Seulement, plus de couleur locale, plus de robe écourtée et chargée de volants, plus de jambes nues, plus de paillettes, plus même de castagnettes, car les quatre ou cinq coquines qui dansèrent les remplaçaient par des claquements de doigts. A part le teint basané, les yeux énormes chargés d’éclairs, les lèvres lippues et le profil hébraïque, rien ne distinguait ces fruits grenadins des pêches à quinze sous des boulevards extérieurs.

Le prince s’assoit en face de nous, les princesses prennent place à ses côtés ; il pince une ouverture et une chorée de faunes commence.
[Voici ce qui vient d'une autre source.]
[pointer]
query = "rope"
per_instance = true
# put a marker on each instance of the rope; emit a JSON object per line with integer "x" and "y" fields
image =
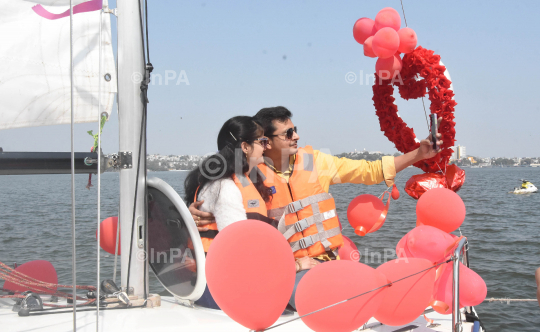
{"x": 144, "y": 89}
{"x": 354, "y": 297}
{"x": 510, "y": 300}
{"x": 73, "y": 240}
{"x": 97, "y": 144}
C’est d’abord l’ole, que l’on ne danse sur aucun théâtre et qui exige, comme d’ailleurs les scènes qui suivirent, un huis clos absolu. Mais le huis clos est inconnu chez les gitanos, race simple et primitive, qui fait tout au grand jour. La porte, grande ouverte comme celle de la maison du sage, permet à une fourmilière de fillettes, petites et grandes, attirées par les airs de guitare, de passer la tête et de témoigner, par leur mine épanouie, le plaisir qu’elles prennent à cette petite fête de famille. Plus d’une, sans doute, a cent fois assisté au spectacle, mais il est, paraît-il, de ceux dont jamais fille ne se lasse.

L’ole, pantomime de bacchante endiablée, fut suivi par le vito, sorte de trépignement amoureux où les hanches jouent le principal rôle, lequel fut remplacé par la moca, scène épileptique où un homme et une femme se font vis-à-vis. Je n’en décrirai pas les péripéties, pas plus que celles d’une autre danse, qu’on peut appeler la danse du chapeau, un chapeau y étant l’accessoire indispensable.

C’est celui du danseur que, d’un coup de main, la danseuse a enlevé, non pour se le mettre sur la tête, au contraire. Le fond du feutre est plié et placé de façon à offrir au partenaire un orifice digne de l’âne d’Apulée, et gestes et coups de hanches d’aller leur train.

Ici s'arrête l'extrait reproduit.